PSG Taklukkan Inter 5-0! Catat Rekor Kemenangan Terbesar di Final Liga Champions Modern
PSG Taklukkan Inter 5-0! Catat Rekor Kemenangan Terbesar di Final Liga Champions Modern
Paris Saint-Germain (PSG) tidak hanya mengukuhkan diri sebagai penguasa baru di Eropa, tetapi juga menorehkan sejarah baru dalam buku rekor Liga Champions. Kemenangan telak 5-0 melawan Inter Milan pada final edisi 2024-2025 yang berlangsung di Allianz Arena, Minggu (1/6/2025) dini hari WIB, adalah lebih dari sekadar hasil akhir; ini adalah pernyataan dominasi dari deretan pemain muda Les Parisiens.
Final yang semula diperkirakan akan menjadi pertarungan taktik yang menarik, justru berubah menjadi ajang demonstrasi kekuatan ofensif PSG sejak awal pertandingan.

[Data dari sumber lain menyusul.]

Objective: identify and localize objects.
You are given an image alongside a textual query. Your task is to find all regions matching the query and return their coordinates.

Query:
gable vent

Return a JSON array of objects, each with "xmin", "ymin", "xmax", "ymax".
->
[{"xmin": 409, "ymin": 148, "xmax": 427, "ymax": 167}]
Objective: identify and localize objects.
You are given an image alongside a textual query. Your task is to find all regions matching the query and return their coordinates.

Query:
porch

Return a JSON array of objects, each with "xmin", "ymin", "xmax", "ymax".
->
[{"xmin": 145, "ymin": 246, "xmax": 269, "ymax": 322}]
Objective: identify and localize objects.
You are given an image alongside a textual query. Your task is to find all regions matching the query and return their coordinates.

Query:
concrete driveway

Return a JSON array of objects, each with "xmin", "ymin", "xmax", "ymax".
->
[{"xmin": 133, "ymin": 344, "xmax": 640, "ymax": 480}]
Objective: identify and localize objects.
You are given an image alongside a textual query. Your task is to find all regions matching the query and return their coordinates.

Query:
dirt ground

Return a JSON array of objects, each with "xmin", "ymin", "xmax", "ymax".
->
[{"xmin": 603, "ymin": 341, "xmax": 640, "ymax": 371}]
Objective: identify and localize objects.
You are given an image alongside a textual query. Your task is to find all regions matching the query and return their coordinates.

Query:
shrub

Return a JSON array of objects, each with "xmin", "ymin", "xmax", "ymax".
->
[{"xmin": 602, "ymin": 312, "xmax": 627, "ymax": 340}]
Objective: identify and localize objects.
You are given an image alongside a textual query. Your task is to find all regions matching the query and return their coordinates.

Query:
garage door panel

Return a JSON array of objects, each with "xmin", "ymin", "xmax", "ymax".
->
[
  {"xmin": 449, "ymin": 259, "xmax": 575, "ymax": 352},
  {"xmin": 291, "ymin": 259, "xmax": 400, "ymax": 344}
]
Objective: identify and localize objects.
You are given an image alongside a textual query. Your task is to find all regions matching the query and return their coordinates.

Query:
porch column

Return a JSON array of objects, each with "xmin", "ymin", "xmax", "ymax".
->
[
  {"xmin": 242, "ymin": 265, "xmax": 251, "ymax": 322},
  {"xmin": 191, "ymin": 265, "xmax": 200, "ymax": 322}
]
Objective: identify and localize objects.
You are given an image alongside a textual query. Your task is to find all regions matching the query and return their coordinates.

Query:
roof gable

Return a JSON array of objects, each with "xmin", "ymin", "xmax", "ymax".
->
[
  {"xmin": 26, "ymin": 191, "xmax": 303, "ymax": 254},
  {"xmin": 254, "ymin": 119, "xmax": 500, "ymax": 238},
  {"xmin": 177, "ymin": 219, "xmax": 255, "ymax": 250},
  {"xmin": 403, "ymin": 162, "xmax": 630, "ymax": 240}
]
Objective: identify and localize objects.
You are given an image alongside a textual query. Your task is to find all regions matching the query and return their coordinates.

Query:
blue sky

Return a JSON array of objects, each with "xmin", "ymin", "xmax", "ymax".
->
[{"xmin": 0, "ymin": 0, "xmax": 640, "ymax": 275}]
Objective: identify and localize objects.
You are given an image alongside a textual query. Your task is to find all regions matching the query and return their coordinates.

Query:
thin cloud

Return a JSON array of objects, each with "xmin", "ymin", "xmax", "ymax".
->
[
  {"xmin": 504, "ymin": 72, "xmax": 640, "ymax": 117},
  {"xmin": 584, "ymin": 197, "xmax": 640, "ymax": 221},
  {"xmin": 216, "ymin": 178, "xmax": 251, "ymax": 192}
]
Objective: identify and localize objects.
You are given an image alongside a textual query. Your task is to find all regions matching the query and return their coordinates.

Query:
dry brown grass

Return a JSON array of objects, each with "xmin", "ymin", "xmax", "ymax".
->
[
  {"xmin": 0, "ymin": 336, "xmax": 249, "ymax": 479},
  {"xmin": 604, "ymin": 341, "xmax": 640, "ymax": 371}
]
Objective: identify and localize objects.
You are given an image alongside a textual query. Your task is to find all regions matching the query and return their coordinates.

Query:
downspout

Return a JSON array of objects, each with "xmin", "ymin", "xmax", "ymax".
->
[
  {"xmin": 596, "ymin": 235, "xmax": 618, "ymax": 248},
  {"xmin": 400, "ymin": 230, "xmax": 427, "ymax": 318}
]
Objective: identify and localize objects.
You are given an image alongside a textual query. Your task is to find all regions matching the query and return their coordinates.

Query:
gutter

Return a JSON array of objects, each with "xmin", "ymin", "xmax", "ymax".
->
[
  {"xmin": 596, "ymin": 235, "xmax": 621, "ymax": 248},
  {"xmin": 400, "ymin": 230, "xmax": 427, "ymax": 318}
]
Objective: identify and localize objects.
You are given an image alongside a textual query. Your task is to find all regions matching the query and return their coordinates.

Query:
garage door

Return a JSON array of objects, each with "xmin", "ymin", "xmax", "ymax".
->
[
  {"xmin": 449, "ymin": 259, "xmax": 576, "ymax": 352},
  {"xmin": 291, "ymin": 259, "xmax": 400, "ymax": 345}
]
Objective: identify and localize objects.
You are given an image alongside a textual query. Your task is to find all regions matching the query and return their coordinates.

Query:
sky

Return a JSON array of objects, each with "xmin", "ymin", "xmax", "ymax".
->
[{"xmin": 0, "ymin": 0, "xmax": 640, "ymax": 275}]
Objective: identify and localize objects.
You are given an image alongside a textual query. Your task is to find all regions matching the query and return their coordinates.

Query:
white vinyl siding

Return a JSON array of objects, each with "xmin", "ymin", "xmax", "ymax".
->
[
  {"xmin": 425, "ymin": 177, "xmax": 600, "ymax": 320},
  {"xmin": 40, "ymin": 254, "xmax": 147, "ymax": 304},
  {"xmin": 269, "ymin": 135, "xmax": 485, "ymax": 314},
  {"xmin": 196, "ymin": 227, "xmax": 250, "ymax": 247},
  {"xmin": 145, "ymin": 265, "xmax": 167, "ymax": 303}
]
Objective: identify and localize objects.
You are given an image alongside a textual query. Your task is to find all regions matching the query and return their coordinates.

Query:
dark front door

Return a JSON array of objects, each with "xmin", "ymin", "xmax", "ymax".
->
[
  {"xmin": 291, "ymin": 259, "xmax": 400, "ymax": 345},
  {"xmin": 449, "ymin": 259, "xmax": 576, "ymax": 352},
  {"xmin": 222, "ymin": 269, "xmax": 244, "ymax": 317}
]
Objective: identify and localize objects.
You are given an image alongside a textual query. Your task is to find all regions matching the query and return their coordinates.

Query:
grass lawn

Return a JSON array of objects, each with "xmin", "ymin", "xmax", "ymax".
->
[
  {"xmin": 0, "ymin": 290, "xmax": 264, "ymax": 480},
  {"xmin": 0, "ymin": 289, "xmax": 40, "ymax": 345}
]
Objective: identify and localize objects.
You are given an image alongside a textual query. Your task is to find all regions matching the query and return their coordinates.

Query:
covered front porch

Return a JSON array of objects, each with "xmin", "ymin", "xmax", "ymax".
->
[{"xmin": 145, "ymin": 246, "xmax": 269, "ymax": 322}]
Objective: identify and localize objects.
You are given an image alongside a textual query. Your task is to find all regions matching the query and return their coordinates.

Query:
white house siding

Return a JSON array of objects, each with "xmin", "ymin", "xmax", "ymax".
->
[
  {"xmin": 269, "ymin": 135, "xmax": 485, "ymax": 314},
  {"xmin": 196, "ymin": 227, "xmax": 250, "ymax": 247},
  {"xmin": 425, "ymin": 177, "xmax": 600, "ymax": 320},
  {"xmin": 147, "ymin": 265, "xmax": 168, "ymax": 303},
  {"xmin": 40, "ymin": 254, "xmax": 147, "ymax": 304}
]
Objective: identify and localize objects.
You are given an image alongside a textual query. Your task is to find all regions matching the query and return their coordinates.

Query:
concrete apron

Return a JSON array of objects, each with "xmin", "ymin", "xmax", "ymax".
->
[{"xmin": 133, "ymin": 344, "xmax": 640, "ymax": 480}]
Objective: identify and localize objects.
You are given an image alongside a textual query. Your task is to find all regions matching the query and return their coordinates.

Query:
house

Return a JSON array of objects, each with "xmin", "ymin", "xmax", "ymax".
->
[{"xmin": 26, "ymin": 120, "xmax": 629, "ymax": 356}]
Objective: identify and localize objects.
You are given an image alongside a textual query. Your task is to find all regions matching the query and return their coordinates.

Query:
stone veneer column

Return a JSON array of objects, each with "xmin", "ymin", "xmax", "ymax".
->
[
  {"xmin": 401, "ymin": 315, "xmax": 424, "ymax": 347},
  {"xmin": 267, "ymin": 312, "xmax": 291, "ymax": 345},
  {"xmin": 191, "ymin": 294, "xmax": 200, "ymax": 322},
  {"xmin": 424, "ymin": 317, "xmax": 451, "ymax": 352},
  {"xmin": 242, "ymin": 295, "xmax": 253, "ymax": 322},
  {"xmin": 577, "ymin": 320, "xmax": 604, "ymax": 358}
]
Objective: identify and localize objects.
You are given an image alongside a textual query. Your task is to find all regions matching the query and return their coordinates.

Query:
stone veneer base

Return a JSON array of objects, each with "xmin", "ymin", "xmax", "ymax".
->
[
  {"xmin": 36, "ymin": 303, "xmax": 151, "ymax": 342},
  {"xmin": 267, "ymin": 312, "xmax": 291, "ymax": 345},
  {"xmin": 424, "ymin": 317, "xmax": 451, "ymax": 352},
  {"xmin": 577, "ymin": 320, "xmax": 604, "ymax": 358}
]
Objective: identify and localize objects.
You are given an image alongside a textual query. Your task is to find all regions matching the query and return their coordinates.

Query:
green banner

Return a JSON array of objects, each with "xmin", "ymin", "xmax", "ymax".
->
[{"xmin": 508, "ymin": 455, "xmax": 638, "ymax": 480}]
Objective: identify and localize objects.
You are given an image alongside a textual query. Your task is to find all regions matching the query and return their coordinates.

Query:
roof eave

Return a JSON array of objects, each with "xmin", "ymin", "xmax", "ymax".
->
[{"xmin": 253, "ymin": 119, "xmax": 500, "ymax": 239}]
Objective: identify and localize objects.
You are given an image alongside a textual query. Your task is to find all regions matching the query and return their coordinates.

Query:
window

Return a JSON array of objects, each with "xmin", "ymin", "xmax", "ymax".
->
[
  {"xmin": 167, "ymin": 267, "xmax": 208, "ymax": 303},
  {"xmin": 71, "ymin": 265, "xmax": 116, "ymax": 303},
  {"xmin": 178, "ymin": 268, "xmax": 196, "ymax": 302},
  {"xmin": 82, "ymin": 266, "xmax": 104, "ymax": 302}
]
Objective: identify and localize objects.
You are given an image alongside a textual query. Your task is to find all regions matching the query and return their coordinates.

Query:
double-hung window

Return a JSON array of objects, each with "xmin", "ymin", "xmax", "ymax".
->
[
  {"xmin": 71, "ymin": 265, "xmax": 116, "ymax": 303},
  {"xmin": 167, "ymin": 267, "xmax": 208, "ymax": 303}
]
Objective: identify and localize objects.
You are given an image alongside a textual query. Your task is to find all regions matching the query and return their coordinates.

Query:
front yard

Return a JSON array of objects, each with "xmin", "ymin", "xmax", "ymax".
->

Start cepat dari anak-anak asuh Luis Enrique membuat Inter Milan kesulitan menghadapi serangan bertubi-tubi yang dipimpin oleh Ousmane Dembele dan rekan-rekannya.
Keputusan Luis Enrique untuk menurunkan starting eleven dengan rata-rata usia termuda di final Liga Champions abad ke-21 (hanya 25 tahun dan 96 hari) menjadi faktor kunci. Kontras tajam terlihat pada kubu Inter Milan, yang mencatat sejarah sebagai tim pertama yang memasang tiga pemain berusia minimal 35 tahun (Yann Sommer, Francesco Acerbi, dan Henrikh Mkhitaryan) di laga puncak.

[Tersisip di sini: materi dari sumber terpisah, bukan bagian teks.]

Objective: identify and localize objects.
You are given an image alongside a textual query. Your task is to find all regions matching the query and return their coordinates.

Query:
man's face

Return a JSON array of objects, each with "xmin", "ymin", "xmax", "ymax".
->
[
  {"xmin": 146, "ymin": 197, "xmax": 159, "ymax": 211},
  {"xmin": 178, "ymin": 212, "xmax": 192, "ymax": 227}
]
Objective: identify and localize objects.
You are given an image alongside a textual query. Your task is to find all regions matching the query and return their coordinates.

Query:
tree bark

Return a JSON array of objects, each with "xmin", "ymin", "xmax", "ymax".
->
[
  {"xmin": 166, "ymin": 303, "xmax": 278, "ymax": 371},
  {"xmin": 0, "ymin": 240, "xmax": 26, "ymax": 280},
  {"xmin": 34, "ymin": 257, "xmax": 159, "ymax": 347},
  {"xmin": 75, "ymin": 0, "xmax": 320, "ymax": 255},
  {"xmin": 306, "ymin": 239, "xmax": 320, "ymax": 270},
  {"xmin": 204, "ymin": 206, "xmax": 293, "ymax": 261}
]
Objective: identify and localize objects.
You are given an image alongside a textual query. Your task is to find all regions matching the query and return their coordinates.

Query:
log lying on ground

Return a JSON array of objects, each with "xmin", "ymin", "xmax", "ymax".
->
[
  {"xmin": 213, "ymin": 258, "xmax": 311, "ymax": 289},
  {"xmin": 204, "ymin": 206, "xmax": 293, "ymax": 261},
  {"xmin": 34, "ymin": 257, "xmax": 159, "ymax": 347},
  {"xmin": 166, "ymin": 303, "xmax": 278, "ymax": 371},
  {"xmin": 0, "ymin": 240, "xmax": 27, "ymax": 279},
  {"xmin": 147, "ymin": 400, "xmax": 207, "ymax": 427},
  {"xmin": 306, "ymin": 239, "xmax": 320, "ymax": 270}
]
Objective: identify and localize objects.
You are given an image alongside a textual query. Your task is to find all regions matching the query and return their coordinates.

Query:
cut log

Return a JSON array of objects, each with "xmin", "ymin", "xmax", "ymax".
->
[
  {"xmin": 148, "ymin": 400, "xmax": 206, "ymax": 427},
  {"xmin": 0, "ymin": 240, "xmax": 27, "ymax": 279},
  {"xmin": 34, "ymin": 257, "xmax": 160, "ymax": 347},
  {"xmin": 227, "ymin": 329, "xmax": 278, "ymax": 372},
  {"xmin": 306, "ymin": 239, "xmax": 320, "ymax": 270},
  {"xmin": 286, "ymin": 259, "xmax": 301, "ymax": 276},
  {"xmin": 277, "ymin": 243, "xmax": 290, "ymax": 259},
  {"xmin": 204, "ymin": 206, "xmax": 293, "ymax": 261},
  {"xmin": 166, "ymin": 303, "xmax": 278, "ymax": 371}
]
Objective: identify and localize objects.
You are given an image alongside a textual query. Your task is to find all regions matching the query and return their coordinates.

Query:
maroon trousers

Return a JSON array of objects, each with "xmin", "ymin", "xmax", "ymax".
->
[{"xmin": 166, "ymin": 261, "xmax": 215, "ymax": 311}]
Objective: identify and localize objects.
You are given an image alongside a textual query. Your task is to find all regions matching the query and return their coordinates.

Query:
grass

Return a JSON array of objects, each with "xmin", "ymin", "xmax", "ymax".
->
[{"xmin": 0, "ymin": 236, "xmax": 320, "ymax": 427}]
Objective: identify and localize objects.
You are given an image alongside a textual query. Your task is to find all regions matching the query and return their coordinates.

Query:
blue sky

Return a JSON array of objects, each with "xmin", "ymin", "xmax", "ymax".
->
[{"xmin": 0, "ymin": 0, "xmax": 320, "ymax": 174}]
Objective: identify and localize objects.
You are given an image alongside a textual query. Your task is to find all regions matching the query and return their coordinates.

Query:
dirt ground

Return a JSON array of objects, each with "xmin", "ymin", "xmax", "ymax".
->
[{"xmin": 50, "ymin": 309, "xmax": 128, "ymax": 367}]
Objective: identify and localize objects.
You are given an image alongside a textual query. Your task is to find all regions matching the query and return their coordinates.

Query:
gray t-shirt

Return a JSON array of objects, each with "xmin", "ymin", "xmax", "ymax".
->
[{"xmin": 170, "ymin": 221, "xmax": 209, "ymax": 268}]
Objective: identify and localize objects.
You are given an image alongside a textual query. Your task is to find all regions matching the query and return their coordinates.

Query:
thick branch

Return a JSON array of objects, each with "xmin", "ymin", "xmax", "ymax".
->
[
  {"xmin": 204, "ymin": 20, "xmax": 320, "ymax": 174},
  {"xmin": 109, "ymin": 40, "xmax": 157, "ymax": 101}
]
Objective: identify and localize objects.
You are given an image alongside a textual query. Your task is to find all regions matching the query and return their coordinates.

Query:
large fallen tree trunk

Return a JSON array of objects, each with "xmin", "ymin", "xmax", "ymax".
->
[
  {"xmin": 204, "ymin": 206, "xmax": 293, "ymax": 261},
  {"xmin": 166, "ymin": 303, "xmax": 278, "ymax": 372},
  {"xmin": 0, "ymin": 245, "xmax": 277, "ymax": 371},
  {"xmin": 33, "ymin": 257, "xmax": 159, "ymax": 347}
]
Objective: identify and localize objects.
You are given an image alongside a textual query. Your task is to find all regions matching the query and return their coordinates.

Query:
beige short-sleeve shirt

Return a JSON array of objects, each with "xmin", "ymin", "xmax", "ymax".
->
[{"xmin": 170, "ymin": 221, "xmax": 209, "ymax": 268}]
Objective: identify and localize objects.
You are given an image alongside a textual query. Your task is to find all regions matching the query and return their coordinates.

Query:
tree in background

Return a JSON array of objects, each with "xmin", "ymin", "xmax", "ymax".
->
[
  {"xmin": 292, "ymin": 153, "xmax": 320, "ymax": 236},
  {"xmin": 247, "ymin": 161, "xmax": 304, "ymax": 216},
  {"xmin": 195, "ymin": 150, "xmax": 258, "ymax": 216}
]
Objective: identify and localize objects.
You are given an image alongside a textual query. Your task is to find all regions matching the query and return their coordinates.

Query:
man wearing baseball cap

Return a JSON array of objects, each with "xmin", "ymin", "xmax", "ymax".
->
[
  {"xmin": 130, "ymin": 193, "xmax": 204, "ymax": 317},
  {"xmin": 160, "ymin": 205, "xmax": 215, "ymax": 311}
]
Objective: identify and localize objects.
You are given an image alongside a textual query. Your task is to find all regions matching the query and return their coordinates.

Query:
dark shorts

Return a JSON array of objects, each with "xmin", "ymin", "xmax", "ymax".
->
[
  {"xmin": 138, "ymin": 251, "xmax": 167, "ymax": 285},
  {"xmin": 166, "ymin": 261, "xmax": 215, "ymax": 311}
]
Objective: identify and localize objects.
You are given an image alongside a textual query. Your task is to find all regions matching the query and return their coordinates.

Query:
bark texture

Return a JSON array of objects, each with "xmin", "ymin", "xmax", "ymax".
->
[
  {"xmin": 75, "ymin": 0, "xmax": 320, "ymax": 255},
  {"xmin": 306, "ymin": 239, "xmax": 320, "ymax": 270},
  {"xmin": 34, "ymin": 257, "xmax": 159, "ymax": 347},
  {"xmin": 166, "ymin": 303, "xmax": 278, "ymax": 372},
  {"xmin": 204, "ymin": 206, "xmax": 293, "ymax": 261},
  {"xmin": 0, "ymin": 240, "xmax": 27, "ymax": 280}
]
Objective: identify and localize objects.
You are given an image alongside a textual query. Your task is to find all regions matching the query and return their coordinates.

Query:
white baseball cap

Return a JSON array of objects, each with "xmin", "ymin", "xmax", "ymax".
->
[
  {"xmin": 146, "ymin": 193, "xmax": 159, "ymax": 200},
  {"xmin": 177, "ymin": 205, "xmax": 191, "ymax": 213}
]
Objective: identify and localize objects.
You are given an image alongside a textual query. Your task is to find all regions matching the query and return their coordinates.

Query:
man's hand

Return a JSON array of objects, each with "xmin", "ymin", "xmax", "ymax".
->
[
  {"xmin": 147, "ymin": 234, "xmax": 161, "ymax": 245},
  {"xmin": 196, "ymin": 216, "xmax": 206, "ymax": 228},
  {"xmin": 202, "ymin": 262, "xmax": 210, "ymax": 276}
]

Perbedaan usia yang signifikan, mencapai lima tahun dan 146 hari (rata-rata usia Inter 30 tahun dan 242 hari), menggambarkan pertarungan antara energi muda dan pengalaman. Akhirnya, darah muda PSG-lah yang unggul, mencetak lima gol tanpa balas ke gawang Inter.
Pesta gol PSG diawali oleh Achraf Hakimi (12′), dilanjutkan dengan dua gol dari bintang muda Desire Doue (20′, 63′), gol cantik Khvicha Kvaratskhelia (73′), dan ditutup oleh Senny Mayulu (86′).
Kekalahan telak ini mencoreng catatan Inter Milan. Tim asuhan Simone Inzaghi menjadi yang pertama kebobolan lima gol di final Liga Champions. Terakhir kali kejadian serupa terjadi di kompetisi teratas Eropa (era Piala Eropa) pada tahun 1962, ketika Benfica mengalahkan Real Madrid 5-3.